TORONTO - The Canadian dollar closed higher Thursday while commodity prices ran ahead amid news that the Greece's coalition government had struck a deal on conditions that will allow it to secure a crucial, second financial bailout.
The currency gained 0.05 of a cent to 100.44 cents US.
Greece needs to get its hands on a €130-billion bailout in order to meet a key bond redemption on March 20. Failure to do so would result in a default which would send shock waves through the financial system.
But in order to get the money, the government had to agree on yet another round of tough austerity measures.
Commodity prices spiked higher on word of the Greek agreement, with the March crude contract up $1.13 to US$99.84 a barrel.

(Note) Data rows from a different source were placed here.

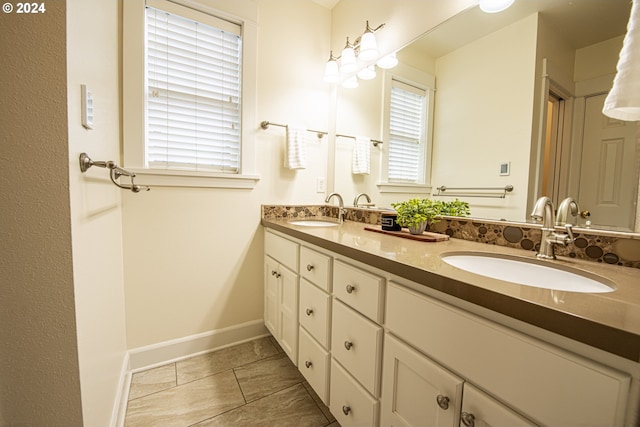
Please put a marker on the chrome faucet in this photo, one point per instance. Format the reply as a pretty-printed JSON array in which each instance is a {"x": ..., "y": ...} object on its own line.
[
  {"x": 366, "y": 196},
  {"x": 567, "y": 206},
  {"x": 543, "y": 211},
  {"x": 341, "y": 209}
]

The March copper contract in New York added seven cents to US$3.97 a pound.
Prices had earlier moved lower amid data showing January inflation figures for China came in well above expectations.

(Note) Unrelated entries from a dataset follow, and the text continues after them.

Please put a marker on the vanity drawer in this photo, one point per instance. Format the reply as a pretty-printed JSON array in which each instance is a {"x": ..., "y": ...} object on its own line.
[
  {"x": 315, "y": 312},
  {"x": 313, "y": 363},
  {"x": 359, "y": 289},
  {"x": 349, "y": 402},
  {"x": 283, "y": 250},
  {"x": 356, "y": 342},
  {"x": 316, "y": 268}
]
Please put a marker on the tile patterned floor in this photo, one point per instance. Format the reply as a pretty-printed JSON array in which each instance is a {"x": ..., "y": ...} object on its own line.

Consumer prices in the world's second-largest economy rose by an unexpectedly strong 4.5 per cent annual rate, up from December's 4.1 per cent. Food prices jumped 10.5 per cent, accelerating from the previous month's 9.1 per cent rate.
The price spike could complicate the government's efforts to revive growth that slowed to a two-and-a-half-year low of 8.9 per cent in the final quarter of 2011.
Markets have been hoping that inflation would move lower, allowing Chinese leaders to loosen lending requirements and encourage growth.
China is the world's biggest consumer of copper, which has surged almost 14 per cent so far this year on hopes of higher demand for the metal that is viewed as an economic bellwether because it is used in so many businesses.
Bullion prices also advanced with the April contract ahead $9.90 to US$1,741.20 an ounce.
Meanwhile, the European Central Bank left its benchmark interest rate unchanged at a record low one per cent on Thursday while it waits to see whether the economy needs more help. The 17 countries that use the euro are struggling with a debt crisis and likely recession.
The Bank of England also left rates unchanged but announced it would buy 50 billion pounds more in bonds to stimulate the lagging British economy. Output contracted 0.2 per cent in the fourth quarter and another quarter of shrinkage would official mean recession.
Two rate cuts by the ECB in November and December, and a massive offer of cheap credit to banks, have been given credit for helping steady financial markets and ease access to credit by indebted governments.